Se você pensou na palavra "melodrama", acertou. Assim como o cinema de Almodóvar, Borboleta dialoga com o melodrama cinematográfico clássico – este mesmo que, às vezes, corre o grande risco de resvalar para o dramalhão mais açucarado. Felizmente, não é a única coisa em comum entre Almodóvar e Yan Yan Mak: ambos também conseguem a façanha de driblar este abismo de formas diferentes. No caso de Borboleta, é a tradição de sutil e contida paciência própria da cultura chinesa: os planos mais longos, o ritmo mais lento, o desempenho mais contido e interiorizado dos atores – e, com isso, uma emoção mais viva, autêntica.

O elenco, aliás, é um show à parte. Para além de um filme lésbico (se quisermos achar que ele é só isso), Borboleta é um filme onde (com perdão da redundância do pleonasmo), o feminino predomina. Até porque é um filme de atrizes – ótimas atrizes, por sinal. As personagens femininas são majoritárias e bem ativas na trama – Flávia no passado e no presente, sua namorada do passado, a cantora por quem ela se apaixona, a mãe, duas alunas de Flávia que se amavam etc. A participação masculina é minoritária, inclusive o marido de Flávia, que só toma algum vulto na crise final do casamento.

Daí, se Yan Yan Mak se propõe, mais do que a contar uma história de amor, a caracterizá-lo e às pulsões do desejo são femininas – e daí usar a borboleta como imagem e metáfora de todo e qualquer amor –, isso faz algum sentido.
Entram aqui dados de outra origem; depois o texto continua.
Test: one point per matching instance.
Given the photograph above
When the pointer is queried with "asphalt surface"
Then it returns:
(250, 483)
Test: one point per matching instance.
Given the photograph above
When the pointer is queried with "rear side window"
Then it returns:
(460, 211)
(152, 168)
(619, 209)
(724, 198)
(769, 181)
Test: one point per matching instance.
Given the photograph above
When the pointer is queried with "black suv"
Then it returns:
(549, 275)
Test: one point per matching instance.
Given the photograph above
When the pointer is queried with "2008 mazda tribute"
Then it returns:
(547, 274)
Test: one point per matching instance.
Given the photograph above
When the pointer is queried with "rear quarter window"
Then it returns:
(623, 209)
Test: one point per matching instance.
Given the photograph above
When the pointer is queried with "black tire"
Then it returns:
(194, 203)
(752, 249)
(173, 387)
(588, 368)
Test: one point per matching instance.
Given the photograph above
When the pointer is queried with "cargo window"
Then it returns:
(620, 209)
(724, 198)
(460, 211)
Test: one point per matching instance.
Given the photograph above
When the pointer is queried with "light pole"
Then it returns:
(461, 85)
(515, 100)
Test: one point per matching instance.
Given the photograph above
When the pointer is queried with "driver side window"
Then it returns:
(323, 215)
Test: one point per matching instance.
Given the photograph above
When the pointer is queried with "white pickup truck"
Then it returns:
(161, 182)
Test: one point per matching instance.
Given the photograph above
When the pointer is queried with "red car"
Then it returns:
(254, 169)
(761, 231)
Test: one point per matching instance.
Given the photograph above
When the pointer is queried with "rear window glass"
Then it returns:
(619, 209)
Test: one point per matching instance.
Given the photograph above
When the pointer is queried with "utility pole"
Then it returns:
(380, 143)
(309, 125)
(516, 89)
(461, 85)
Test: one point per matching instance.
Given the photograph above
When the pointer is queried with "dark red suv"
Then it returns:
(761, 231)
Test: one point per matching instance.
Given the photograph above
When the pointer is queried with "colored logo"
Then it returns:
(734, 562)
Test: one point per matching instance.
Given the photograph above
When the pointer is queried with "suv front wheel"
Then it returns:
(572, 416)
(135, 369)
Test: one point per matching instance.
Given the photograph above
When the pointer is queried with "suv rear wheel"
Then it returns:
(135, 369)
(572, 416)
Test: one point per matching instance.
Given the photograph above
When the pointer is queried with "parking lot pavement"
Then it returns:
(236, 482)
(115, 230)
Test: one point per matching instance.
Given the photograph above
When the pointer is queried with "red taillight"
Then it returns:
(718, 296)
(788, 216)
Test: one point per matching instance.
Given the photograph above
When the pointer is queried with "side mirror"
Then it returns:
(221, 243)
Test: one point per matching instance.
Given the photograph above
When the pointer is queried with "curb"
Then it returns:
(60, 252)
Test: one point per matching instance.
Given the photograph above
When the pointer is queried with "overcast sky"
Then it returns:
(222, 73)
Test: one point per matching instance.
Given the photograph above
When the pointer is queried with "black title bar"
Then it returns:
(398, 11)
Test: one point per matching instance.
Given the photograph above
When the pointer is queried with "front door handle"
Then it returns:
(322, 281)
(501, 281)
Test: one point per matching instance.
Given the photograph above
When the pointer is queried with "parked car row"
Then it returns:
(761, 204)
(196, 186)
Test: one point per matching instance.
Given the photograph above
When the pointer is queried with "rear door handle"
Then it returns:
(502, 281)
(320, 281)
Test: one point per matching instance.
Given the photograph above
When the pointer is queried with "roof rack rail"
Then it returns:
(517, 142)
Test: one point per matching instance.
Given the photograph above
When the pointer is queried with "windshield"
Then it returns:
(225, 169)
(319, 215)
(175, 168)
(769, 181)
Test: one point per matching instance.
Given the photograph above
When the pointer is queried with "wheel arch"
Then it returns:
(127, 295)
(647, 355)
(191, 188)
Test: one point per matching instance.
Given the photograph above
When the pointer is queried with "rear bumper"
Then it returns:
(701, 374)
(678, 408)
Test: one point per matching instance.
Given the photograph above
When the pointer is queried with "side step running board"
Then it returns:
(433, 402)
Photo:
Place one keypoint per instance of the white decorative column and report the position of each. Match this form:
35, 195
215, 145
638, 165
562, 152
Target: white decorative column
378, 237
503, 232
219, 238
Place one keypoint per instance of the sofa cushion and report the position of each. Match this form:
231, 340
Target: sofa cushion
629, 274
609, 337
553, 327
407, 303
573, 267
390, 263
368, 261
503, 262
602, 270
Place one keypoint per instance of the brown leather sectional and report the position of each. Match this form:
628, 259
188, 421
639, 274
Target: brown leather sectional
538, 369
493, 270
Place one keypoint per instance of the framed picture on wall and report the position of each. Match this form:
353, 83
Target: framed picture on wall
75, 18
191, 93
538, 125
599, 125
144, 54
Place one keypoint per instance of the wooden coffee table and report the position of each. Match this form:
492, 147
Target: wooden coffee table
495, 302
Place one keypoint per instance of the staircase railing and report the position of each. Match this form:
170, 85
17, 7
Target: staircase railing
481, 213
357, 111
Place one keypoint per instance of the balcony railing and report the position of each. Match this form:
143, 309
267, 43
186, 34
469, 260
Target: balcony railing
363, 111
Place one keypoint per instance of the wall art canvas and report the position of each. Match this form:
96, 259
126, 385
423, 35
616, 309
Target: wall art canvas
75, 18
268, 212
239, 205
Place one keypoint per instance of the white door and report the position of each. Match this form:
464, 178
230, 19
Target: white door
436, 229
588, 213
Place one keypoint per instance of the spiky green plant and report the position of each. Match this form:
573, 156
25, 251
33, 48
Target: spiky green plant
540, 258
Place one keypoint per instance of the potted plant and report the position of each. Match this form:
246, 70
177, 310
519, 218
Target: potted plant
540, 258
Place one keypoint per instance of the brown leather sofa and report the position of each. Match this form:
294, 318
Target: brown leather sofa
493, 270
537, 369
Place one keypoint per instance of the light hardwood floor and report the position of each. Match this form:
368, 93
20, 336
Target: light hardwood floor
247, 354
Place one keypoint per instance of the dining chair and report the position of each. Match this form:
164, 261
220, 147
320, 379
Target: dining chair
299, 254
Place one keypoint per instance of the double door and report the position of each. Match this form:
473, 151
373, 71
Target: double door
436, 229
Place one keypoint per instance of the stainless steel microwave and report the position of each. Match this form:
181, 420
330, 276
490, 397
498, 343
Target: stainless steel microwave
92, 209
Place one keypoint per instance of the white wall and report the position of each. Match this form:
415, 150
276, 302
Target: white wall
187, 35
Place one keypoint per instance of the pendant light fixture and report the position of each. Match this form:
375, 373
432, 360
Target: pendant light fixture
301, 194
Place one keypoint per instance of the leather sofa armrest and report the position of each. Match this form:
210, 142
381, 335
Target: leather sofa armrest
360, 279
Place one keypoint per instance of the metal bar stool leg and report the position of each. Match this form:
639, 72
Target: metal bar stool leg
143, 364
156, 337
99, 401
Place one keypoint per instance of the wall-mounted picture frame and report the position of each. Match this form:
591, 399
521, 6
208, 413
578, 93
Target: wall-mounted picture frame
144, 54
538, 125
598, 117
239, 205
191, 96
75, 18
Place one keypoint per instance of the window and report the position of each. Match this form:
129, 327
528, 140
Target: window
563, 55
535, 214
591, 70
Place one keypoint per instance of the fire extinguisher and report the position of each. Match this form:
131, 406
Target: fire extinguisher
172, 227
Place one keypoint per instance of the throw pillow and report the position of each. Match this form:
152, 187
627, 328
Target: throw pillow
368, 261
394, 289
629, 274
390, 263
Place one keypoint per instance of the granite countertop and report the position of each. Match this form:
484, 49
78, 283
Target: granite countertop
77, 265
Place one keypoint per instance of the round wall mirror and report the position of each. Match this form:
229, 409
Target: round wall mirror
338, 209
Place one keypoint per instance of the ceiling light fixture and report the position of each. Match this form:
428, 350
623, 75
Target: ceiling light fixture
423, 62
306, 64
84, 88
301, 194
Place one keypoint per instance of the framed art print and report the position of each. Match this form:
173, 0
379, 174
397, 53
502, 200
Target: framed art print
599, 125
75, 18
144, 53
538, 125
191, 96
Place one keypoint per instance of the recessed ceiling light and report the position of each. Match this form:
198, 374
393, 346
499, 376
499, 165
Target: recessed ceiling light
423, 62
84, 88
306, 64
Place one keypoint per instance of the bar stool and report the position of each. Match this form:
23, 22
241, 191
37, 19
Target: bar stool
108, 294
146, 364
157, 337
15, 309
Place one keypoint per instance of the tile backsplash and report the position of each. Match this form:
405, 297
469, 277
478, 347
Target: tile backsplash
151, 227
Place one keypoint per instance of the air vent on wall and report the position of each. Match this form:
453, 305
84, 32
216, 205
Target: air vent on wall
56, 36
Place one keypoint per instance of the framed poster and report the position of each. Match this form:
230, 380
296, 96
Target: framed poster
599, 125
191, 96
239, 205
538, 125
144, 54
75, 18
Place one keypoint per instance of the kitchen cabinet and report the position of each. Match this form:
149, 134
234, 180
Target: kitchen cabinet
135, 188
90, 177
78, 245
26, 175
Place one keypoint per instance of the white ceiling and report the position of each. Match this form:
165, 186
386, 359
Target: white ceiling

Se alguém se lembra da Biologia que aprendeu no colégio, lembra bem do processo de formação de uma borboleta. Primeiro, é uma lagarta, que se arrasta pelas folhas e se alimenta delas. Depois, o casulo e a metamorfose. Finalmente, a borboleta.

É, faz muito sentido. A jovem Flávia, apaixonada por sua colega, é na verdade uma lagarta – quiçá uma taturana-de-fogo, que queima caso a toquem. O casamento dito seguro é o casulo. O encontro com a jovem cantora e o novo amor – o amor que a faz romper o casulo – é a metamorfose. Finalmente, a borboleta-Flávia, o amor, sai do casulo e voa. Não é um pássaro, mas é rebelde – e ninguém o pode prender.

 

MARIANA KANT é atriz e diretora de teatro.